The answers will reveal what you need to do before attempting to franchise. We continue exploring if your existing corporate culture supports growth through franchising.
Are you ready to treat prospective franchisees in your army as partners, without ceding control of your business? They really are your partners-they invest their time and money to join your army.
So, you need to treat them as such through regular communication, consultation and incorporating their innovations into your product development process. The franchisee council is your most important forum though which to achieve this.
Do you enjoy “being a General”? Failing franchisees taint the franchise network. In the army, generals lead from the front, pulling their soldiers along. In franchising, the franchisor needs similar traits, being a master-motivator able to excite franchisees and pull them forward.

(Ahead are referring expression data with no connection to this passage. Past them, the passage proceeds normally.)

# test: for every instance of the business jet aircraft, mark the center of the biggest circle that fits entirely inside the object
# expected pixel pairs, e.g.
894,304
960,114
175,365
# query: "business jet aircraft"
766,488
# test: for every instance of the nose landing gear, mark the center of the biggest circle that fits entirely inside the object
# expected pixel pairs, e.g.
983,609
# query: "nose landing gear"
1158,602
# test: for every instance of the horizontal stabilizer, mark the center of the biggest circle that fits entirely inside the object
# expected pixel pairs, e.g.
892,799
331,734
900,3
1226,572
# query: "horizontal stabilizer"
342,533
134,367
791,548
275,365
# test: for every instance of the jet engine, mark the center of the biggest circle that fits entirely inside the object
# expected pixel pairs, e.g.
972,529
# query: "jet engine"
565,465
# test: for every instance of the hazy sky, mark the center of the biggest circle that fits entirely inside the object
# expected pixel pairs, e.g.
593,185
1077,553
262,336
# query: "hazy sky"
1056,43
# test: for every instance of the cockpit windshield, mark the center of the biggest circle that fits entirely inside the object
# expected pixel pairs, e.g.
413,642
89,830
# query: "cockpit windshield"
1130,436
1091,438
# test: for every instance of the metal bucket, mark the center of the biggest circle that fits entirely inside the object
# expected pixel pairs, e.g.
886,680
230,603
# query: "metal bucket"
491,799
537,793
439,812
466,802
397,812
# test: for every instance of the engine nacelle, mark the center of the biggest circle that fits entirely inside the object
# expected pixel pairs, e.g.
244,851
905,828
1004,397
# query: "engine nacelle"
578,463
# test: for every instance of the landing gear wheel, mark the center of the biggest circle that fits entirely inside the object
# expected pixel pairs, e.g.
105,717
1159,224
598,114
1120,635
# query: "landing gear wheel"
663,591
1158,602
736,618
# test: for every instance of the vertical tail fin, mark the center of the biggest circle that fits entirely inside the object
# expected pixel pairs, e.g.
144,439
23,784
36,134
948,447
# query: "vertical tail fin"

The last area to explore is the franchise opportunity availed by your brand, which must make commercial sense to both you and prospective franchisees. Several questions need a run through here;
Does a franchise operation look financially viable to you? Run numbers to determine the point at which the franchised units reach critical mass-that number where royalties from “x” franchise units overtake profits from investment in an additional company-owned outlet. If “x” is too high, continue with the brick and mortar outlets as you re-strategise, but certainly a time comes when critical mass is needed to grow the business to the next level through franchising.
You will need to remodel your outlets to attain the number “x” sooner. Such remodeling might include reducing the size of outlets and improving deliver to reduce costs while improving profits, thereby achieving a lower “x” faster.
Is the business know-how easily transferable to previously inexperienced parties? Ease of skills transfer is at the heart of franchising success.
If running the franchise requires some specialized skill, then a prerequisite on the franchisee profile when recruiting would be possession of such a skill, e.g. when franchising a firm of accountants, a basic requirement on the franchisee profile would be qualification as a CPA.
Where no specialised skill is required, experience shows that it is easy to recruit and train individuals with zero experience in the business line as they have no preconceived ideas, unlike experienced ones who you would need to un-train then retrain and they would always fall back on their old ways-do old dogs learn new tricks really? A further consideration should be the period of training.
Since franchisees have families to support and cannot stay for too long in training without running their units, short training periods are preferred.
Where long periods are necessary an alternative approach is to allow franchisees to run training units as their own, taking home all revenue and paying all costs, but this requires the franchisor to incorporate their profit from the training centre into the joining fees paid prior to training prospective franchisees.
Will franchisees who employ good effort achieve above average results? This goes back to the brand’s history.
As franchisees seek to fulfil their personal and financial goals by investing in your franchise, the franchise opportunity needs to be in such a way that franchisees can meet and exceed their financial expectations after paying off all business expenses.
The writer is a franchise consultant helping indigenous East African brands to franchise, multinational franchise brands to settle in East Africa and governments to create a franchise-friendly business environment.